Le festival Passerelle 840, me suis-je dit à moi-même durant la soirée, c’est un peu comme aller à une projection de courts-métrages du Festival Fantasia. Les personnes qui s’y sont frottées le savent: on y va par curiosité pour un thème, pour voir ce qui se fait maintenant, dans la presque immédiateté, parce qu’il faut voir les nouvelles textures et idées. Parfois on est inconfortable (c’est un peu un gamble), mais à notre plus grand bonheur on se dit parfois «hey, ça, ça ferait un bon long-métrage». D’autres fois aussi on en a eu juste assez et on se dit «c’était correct de même». Passerelle 840, c’est assister au travail qui se trame à nos portes, abouti dans la mesure des possibles, et prendre le risque de voir plusieurs propositions, de ne pas toujours savoir où se situer. C’est sortir de notre zone de confort, mais en courant bien peu de risques.
Braises
Braises, c’est une danseuse qui se met dans une posture de danger devant nous pour nous présenter une pièce dont les mouvements ne sont pas planifiés. La scénographie en elle-même relève de l’exposition exacerbée, puisque le public s’installe en un grand cercle éclairé; l’atmosphère rappelle directement celle du feu de camp, il y a des chaises et des coussins, nous sommes assis·es à différents niveaux et nous attendons l’embrasement. Adèle Morrissette, à la fois chorégraphe et interprète, est habillée de tons chauds, terreux. Sa danse rend compte d’une recherche de la texture du crépitement, qu’elle rend bien et qui incarne toute une palette de sentiments. Accompagnée des sons de feux de camp en trame sonore, elle nous regarde et nous sourit avec gêne. Elle danse debout, par à-coups, les pieds larges cherchent leur équilibre à travers les mouvements syncopés de son tronc. La gestuelle n’est pas d’une grande originalité, mais la recherche préalable, elle, y est.

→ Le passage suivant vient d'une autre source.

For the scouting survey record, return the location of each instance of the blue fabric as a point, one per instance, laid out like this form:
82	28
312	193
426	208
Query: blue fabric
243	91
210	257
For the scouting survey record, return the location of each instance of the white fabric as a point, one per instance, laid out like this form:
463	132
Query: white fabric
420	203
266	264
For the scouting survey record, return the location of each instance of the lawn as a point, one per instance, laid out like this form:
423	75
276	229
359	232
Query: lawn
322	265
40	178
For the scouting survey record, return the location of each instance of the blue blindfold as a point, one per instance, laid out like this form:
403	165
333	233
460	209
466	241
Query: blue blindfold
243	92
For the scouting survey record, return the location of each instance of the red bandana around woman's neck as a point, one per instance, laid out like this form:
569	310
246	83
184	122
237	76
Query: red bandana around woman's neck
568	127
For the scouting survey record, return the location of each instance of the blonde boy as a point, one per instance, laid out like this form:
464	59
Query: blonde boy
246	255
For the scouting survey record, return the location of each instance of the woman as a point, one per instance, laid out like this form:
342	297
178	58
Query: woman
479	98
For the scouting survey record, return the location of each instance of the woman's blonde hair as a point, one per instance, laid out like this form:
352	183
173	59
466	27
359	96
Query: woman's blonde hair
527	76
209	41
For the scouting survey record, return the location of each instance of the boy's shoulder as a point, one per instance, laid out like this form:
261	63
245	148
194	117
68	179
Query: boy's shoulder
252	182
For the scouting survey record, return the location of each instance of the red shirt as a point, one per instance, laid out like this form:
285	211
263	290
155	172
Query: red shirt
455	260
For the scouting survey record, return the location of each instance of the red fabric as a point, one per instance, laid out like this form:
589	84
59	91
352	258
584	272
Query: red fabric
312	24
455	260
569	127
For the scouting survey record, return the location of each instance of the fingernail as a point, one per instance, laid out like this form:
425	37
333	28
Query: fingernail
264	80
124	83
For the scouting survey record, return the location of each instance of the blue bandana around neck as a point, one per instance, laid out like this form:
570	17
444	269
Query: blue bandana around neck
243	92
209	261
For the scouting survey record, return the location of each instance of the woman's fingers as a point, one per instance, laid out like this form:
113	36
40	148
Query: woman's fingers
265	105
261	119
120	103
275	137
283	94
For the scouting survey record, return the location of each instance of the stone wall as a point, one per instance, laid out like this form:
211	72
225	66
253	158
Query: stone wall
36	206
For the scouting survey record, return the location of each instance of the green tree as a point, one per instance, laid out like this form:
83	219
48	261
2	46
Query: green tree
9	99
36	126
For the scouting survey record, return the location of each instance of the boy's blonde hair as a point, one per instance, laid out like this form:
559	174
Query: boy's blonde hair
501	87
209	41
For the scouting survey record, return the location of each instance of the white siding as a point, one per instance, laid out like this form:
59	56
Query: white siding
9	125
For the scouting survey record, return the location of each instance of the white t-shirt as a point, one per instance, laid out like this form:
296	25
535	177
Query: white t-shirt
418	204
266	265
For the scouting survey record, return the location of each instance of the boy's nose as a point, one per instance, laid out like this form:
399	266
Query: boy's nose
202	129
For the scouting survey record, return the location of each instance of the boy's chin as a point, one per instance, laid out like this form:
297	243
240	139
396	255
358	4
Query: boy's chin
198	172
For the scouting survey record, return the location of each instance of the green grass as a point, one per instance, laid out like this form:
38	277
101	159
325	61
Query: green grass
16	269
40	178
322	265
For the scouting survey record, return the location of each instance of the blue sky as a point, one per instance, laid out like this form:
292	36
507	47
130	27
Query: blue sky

Dans un deuxième temps, la trame sonore devient aqueuse, le travail se concentre au sol, fait encore dans l’exploration, mais plus concrète cette fois-ci. Les mains d’Adèle cherchent quelque chose, l’aident dans la chute et le relevé, qui constituent somme toute les deux figures de base du travail au sol en danse contemporaine. Braises se produit en trois temps et le troisième, c’est celui où elle se relève, recommence à crépiter mais de manière plus confortable. À la fin, l’interprète vient s’asseoir avec nous, comme pour regarder un feu de camp, apaisée et songeuse.
Braises, à première vue, m’a semblé bien prudente: trois parties, une temporalité et des textures claires, une conclusion qui boucle la boucle. Cette sécurité apparente se justifie par le fait qu’il s’agit d’une danse improvisée, dont la structure intelligible permet à la fois le déploiement et l’encadrement. C’est une proposition chorégraphique qui ouvre bien la soirée, en nous permettant de nous asseoir en rond et de nous percevoir en tant que spectateurs·trices, qui assistons à quelque chose de nouveau qu’on a simplement osé faire. Nous irons ensuite nous installer en rangs d’oignons classiques, dans le noir.
Je est un autre
Je est un autre, chorégraphié par Anna Erbibou et interprété par Alice Marroquin-Éthier et Danae Serinet Barrera, commence en uniforme d’espionne (oui, vraiment! À tout le moins, dans mon registre, l’espionne porte un col roulé noir à manches longues, des cuissards et des genouillères, et même –lorsqu’on opte pour la totale, comme ici– une tresse française). La pièce s’ouvre sur un chant d’opéra et une ambiance sérieuse; chacune danse séparément dans l’espace, en s’ignorant, dans une gestuelle souple en tournant dans le sens antihoraire. La pièce mise aussi sur le clair-obscur, éventuellement il ne reste qu’un rond de lumière au centre de l’espace ainsi qu’un projecteur bas, et on se demande, entreront-elles en relation éventuellement? L’éclairage se tamise et les deux corps viennent se souder, avec leurs ombres projetées sur le mur du fond– cette image revient à plusieurs reprises et nous donne une image d’une grande beauté à laquelle se raccrocher. Les deux corps mèneront dès lors une exploration habile et audacieuse, fluide, pleine de retenue, et je me rappellerai de cette main qui agrippe le chandail de l’autre, de l’image sculpturale créée par les corps emmêlés au sol.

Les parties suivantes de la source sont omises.